Face à la montée du péril terroriste menaçant la quiétude de la sous-région ouest-africaine, les forces armées du Bénin et du Burkina Faso ont intensifié leur collaboration.

Dès le 14 juillet 2026, une vaste offensive militaire a été déclenchée à Koualou, point frontalier stratégique dans le nord des deux pays. Cette manœuvre concertée, menée en étroite synergie avec les unités béninoises déjà sur le terrain, vise à neutraliser et repousser les groupes armés terroristes, à contrôler les routes vitales, et à garantir la sécurité des habitants de cette zone, souvent victimes de l’insécurité.

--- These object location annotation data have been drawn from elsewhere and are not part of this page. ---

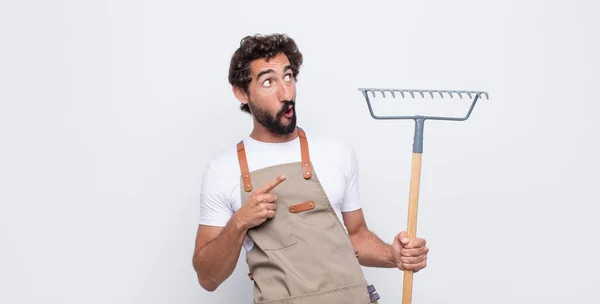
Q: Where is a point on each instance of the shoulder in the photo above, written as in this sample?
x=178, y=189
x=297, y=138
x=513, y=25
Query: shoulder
x=331, y=149
x=225, y=163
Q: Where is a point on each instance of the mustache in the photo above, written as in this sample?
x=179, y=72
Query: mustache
x=286, y=106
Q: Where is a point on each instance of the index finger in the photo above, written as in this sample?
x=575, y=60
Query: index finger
x=268, y=187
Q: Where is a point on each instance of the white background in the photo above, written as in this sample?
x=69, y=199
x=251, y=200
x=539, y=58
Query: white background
x=111, y=109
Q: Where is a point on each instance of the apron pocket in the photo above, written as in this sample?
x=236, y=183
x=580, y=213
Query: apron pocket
x=273, y=235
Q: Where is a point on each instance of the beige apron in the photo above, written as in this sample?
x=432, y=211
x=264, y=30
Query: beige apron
x=302, y=255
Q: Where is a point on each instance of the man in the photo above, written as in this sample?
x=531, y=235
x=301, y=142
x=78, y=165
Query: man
x=266, y=196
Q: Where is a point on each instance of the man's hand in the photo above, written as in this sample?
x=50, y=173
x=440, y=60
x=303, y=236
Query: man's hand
x=409, y=254
x=260, y=206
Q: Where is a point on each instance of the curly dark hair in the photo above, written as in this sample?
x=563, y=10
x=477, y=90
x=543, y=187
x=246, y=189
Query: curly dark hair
x=256, y=47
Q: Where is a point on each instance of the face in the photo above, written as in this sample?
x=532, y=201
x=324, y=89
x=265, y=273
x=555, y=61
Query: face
x=272, y=93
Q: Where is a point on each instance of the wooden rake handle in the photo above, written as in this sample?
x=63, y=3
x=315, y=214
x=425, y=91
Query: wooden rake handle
x=413, y=207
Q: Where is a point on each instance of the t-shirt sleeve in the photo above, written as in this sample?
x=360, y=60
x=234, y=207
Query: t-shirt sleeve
x=215, y=209
x=351, y=199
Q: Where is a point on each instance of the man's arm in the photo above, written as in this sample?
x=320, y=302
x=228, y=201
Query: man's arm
x=405, y=254
x=372, y=251
x=217, y=251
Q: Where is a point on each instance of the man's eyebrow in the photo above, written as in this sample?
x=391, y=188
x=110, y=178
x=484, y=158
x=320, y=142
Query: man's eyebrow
x=264, y=72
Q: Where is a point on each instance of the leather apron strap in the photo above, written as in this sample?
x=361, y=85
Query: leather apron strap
x=243, y=161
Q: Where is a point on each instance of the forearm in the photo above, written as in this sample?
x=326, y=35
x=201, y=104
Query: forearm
x=372, y=251
x=216, y=261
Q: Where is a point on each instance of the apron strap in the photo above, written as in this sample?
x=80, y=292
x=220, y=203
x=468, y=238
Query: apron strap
x=244, y=167
x=306, y=165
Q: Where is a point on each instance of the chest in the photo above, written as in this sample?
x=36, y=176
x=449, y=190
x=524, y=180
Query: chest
x=332, y=180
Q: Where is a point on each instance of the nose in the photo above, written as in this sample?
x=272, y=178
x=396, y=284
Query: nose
x=285, y=92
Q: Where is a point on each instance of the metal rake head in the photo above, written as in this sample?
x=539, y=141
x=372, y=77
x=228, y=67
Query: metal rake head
x=475, y=95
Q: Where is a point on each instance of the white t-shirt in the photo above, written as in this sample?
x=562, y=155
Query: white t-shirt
x=334, y=161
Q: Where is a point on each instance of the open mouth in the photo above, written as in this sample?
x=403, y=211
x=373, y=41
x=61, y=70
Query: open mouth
x=289, y=113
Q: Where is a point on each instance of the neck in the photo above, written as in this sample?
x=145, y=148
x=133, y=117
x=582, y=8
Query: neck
x=260, y=133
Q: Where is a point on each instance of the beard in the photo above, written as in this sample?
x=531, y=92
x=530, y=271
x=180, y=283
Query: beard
x=274, y=123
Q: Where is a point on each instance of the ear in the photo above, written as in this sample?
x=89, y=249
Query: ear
x=240, y=94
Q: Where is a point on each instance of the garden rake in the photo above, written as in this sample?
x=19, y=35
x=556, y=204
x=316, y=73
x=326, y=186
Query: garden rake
x=417, y=153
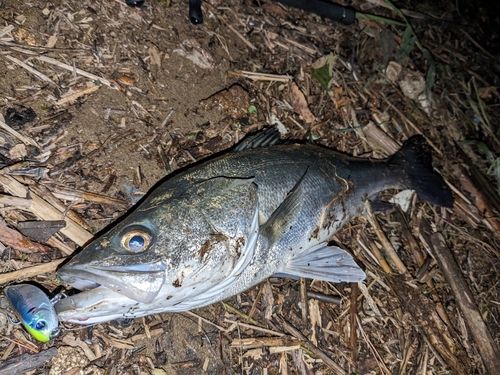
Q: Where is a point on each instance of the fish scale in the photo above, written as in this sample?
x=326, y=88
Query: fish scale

Une réponse ferme après les événements de mai dernier
Cette action bilatérale fait suite à des événements tragiques. La nuit du 25 au 26 mai 2026, la région de Kourou Koualou fut le théâtre d’assauts violents contre des postes des Forces armées béninoises, coûtant la vie à quatre militaires. L’engagement de cette opération commune représente une réplique ferme et harmonisée face à ces tentatives de déstabilisation de la zone frontalière.
Un signal politique et diplomatique fort
Au-delà de ses implications militaires directes, cette initiative conjointe porte une signification politique et diplomatique profonde. Elle illustre l’engagement résolu des commandements militaires et des dirigeants des deux pays à unir leurs ressources logistiques et humaines pour contrer une menace qui ignore les frontières.
Cette convergence sur le terrain intervient peu après la visite du président de la République du Bénin, Romuald Wadagni, au Burkina Faso. Malgré les défis complexes de la région, le Bénin et le Burkina Faso démontrent une coopération militaire solide et nécessaire pour rétablir une paix durable le long de leur frontière partagée.